Consider Hippasus, a fortnight dead, picked apart by the sea; and then ask yourself what the square root of negative one is.

“Hippasus drowned,” Thanatos says, quietly.

“We drowned him,” Pythagoras says. “Threw him off a boat in the dead of night. If such a secret got into the hearts of the people...”


Bertrand Russel, famously, chose mathematics over death. Srinivasa Ramanujan was not so lucky, as the choice was made for him.

Freud, on the other hand, gave our creative and destructive impulses another name: Eros and Thanatos, life and death.

In this aspect, Zagreus is reproducing the proof the sum of squares on a right triangle, and Thanatos is watching him, endlessly fascinated and deeply in love. Zagreus’ shapes are amateur and shaky, his intuition yet unformed, but a hundred million unspent lifetimes lie ahead of him, so there is time.

And that’s what separates the mythological from the historical, Hippocrates’ circles from Archimedes’ lines, Pythagoras’ transmigration of the soul from -- well, from whatever actually happens after death: we understand now that things are not circular but rather straight lines, and that all things have a beginning and an end, with us at the centre.


“A story,” he tells Pythagoras, who is busy at his drafting-table carving a circular cone into parabolas.

“A story?”

“Your question for me, sir.
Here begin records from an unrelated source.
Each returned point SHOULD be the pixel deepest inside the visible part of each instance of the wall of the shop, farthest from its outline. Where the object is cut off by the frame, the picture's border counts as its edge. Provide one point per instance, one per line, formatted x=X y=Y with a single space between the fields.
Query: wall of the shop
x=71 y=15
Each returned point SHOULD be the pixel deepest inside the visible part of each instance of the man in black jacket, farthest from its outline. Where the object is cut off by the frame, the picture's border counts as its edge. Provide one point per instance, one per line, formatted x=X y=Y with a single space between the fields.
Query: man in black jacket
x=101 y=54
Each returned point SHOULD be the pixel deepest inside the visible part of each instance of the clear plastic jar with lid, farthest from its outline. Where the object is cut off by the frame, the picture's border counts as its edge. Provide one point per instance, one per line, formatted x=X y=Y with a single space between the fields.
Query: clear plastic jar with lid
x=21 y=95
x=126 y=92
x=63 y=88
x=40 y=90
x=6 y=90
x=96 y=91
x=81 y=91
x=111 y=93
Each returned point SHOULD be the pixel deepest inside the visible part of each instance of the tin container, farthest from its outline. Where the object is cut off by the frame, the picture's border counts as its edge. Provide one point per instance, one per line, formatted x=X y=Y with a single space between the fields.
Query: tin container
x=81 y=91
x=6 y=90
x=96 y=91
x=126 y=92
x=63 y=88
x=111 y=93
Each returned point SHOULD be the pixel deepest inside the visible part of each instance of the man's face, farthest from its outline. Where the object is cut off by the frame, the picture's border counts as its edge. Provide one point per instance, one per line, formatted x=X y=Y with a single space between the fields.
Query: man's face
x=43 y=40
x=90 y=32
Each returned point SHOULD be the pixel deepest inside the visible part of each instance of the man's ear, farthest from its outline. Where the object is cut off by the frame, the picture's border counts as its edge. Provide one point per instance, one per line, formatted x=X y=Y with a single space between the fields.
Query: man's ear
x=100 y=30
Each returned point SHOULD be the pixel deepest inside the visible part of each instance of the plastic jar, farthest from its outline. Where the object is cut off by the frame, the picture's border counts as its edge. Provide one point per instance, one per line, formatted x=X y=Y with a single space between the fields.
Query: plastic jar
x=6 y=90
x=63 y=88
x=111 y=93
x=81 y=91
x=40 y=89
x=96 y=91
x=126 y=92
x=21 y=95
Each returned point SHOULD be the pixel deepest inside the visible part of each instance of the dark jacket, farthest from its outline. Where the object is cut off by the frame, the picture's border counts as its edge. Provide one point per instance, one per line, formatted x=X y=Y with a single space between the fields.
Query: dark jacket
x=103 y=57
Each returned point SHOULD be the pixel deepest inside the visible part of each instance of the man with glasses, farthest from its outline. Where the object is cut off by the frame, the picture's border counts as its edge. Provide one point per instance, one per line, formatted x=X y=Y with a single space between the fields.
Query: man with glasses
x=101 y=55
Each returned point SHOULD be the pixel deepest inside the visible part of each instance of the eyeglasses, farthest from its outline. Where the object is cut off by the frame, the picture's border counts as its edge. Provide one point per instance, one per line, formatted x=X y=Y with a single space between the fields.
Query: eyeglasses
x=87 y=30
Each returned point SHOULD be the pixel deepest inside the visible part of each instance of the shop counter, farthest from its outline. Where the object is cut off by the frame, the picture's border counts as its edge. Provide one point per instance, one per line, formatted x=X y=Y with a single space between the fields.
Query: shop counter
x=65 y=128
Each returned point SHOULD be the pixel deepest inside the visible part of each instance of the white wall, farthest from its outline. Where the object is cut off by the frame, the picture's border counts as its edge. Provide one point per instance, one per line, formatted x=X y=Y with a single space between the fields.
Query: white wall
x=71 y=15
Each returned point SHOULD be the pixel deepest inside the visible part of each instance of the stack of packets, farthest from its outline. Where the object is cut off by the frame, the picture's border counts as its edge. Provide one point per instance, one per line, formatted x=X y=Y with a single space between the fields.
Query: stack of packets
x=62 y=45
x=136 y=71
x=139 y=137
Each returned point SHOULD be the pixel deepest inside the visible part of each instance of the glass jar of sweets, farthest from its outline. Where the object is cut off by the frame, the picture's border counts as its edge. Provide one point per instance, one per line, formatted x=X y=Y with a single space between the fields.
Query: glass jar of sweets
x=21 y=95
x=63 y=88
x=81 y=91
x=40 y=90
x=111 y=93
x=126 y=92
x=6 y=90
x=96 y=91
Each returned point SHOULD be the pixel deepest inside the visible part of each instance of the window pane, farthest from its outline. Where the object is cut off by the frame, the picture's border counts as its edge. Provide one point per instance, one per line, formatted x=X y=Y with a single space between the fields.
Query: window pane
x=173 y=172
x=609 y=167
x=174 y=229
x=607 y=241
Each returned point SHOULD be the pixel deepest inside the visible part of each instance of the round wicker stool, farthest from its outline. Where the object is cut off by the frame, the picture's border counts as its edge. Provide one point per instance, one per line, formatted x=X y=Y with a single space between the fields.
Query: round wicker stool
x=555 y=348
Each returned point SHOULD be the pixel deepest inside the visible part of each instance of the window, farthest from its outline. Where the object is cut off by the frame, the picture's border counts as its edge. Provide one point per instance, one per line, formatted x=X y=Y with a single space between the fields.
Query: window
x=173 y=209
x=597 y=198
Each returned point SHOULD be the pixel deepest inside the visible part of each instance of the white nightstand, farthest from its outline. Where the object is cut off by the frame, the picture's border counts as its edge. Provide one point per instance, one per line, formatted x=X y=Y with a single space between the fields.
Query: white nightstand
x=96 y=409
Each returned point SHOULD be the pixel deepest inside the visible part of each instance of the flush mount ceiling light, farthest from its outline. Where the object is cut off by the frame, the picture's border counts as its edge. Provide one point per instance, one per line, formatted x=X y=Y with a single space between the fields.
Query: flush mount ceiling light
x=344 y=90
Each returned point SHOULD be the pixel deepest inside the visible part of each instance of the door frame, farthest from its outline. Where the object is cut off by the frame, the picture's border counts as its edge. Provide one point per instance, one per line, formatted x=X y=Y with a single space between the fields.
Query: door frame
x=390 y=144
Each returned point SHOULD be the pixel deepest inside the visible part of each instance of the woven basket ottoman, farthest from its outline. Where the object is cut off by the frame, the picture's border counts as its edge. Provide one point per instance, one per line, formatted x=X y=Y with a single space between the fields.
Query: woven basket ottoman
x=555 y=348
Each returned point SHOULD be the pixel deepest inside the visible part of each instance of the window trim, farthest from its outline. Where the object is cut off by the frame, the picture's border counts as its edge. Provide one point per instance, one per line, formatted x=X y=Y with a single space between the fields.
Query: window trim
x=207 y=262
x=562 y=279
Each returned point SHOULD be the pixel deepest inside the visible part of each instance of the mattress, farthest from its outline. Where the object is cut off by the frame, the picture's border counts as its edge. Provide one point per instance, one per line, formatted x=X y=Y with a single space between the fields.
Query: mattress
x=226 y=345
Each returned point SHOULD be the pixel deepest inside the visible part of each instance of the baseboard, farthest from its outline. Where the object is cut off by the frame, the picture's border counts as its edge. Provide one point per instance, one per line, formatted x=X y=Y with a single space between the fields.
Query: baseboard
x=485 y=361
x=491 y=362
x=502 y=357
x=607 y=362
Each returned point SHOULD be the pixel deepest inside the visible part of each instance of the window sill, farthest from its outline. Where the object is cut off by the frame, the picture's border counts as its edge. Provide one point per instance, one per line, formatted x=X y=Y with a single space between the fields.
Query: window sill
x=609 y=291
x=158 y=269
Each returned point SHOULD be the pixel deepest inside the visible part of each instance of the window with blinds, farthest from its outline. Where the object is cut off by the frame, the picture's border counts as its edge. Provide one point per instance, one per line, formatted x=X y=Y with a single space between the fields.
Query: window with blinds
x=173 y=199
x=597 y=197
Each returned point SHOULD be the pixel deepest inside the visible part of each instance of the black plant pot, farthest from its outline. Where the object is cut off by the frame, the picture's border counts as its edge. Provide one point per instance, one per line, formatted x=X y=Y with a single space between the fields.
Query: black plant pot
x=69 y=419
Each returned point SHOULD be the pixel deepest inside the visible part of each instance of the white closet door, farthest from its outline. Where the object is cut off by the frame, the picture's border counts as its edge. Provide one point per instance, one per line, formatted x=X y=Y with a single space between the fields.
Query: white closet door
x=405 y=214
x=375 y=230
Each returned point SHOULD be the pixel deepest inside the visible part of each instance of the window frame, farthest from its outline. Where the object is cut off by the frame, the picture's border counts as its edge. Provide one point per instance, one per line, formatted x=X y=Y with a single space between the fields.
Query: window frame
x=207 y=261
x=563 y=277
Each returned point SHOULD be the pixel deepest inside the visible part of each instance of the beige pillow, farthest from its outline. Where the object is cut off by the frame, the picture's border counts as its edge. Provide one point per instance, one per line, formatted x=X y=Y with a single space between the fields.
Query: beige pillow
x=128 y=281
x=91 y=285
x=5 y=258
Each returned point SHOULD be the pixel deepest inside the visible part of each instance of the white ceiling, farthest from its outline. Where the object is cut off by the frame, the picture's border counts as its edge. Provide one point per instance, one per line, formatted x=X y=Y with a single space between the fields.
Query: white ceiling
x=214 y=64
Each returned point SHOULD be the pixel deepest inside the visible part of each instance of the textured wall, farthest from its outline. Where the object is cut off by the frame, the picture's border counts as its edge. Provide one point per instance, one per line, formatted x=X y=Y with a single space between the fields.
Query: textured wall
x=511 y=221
What comes from nowhere, takes up no space, and fills the universe?”

Euclid and Archimedes’ supposed works on conic sections, the fine art of slicing a cone on an angle, have never been published. We pretend its father is Appolonius, who came some two hundred years later -- but we forget that mathematics is not cumulative in nature. Rather, it is a series of quiet triumphs in dark rooms, bathtubs, laboratories, places of worship; and some things have been lost forever.

“I was -- well, I was running about in Elysium, and I got to thinking, sir. You told me that history is a straight line, and story is a circle --”

“So you think --” Pythagoras, furrowing his brow, slices his cone straight across, producing said circle. “You think we live not in a physical space, but a story?”

Ferdinand Lindemann, in 1882, proved that pi -- the ratio of a circle’s circumference to its diameter -- is a transcendental number; that is, an irrational number that cannot be derived algebraically. In doing so, he proved with finality that the circle cannot be squared. Five hundred years of Greek mathematics died to that fact, but out from the ashes rose David Hilbert, and a strange new dawn.

“I think so,” Zagreus says.

For even when a line is broken, there can always be a new beginning.

“So what,” Pythagoras says, “Happens when the story ends?”